El Tribunal Superior de Xustiza de Galicia (TSXG) declara nulos los artículos 20.2, 70.6 y 73 de la ordenanza de movilidad sostenible del Ayuntamiento de A Coruña, de 11 de septiembre de 2025, al entender que vulneran la libertad de empresa y «discriminan» a los Vehículos de Turismo con Conductor (VTC) frente al servicio de taxi.
De esta forma, estima la demanda interpuesta por Enol Mobility contra el Ayuntamiento de A Coruña y la Asociación Local de Trabajadores Autónomos de Auto Taxis Clase A.
«Una prohibición, aunque sea de forma indirecta, de este tenor es inadmisible dentro del ámbito de la Unión Europea, en que se establece un espacio sin fronteras interiores, en que la libre circulación de mercancías, personas, servicios y capitales estará garantizada de acuerdo con las disposiciones de los tratados», destaca la Sala, al tiempo que advierte de que «de establecerse y mantenerse la norma implica, de facto, establecer un monopolio de transporte de viajeros a favor del taxi, cuando ambas actividades son económicas y, por ello, conculca de forma directa la libre competencia».

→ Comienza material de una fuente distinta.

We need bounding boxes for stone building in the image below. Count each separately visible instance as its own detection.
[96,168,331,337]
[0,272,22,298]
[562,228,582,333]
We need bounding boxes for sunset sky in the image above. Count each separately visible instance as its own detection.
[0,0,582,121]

El tribunal aprecia que el artículo 73 impone, de hecho, una prohibición total e indefinida de la actividad de arrendamiento de vehículos con conductor (VTC) hasta la aprobación de una ordenanza específica futura, medida que considera que vulnera la libertad de establecimiento y de prestación de servicios protegida por el derecho de la Unión y la Constitución, al resultar desproporcionada y potencialmente crear un monopolio a favor del taxi.
«En concreto, en aplicación a este caso, nos encontramos con que para el ejercicio de dichas actividades económicas es relevante tanto la libertad de establecimiento como la libre prestación de servicios, al amparo de los artículos 49 y 56 del tratado fundacional», subraya el TSXG.
Asimismo, respecto a los artículos 20.2 y 70.6, los magistrados indican que: «No debemos olvidar que los servicios VTC están regulados, por lo que no se puede impedir su actividad económica, y en el texto de estos preceptos existe un fondo discriminatorio de la actividad en relación a la limitación frente a la actividad de taxi».
«Impedir que puedan los VTC recoger o dejar a un pasajero en zona de baja emisión, diferenciando esta actividad frente a la de taxi, sin exponer motivación alguna, es un trato inmotivado y, por ello, discriminatorio, que provoca una restricción de libertad de empresa que comporta la anulación de dichos preceptos», concluye el TSXG. La sentencia no es firme, pues es recurrible ante el Tribunal Supremo.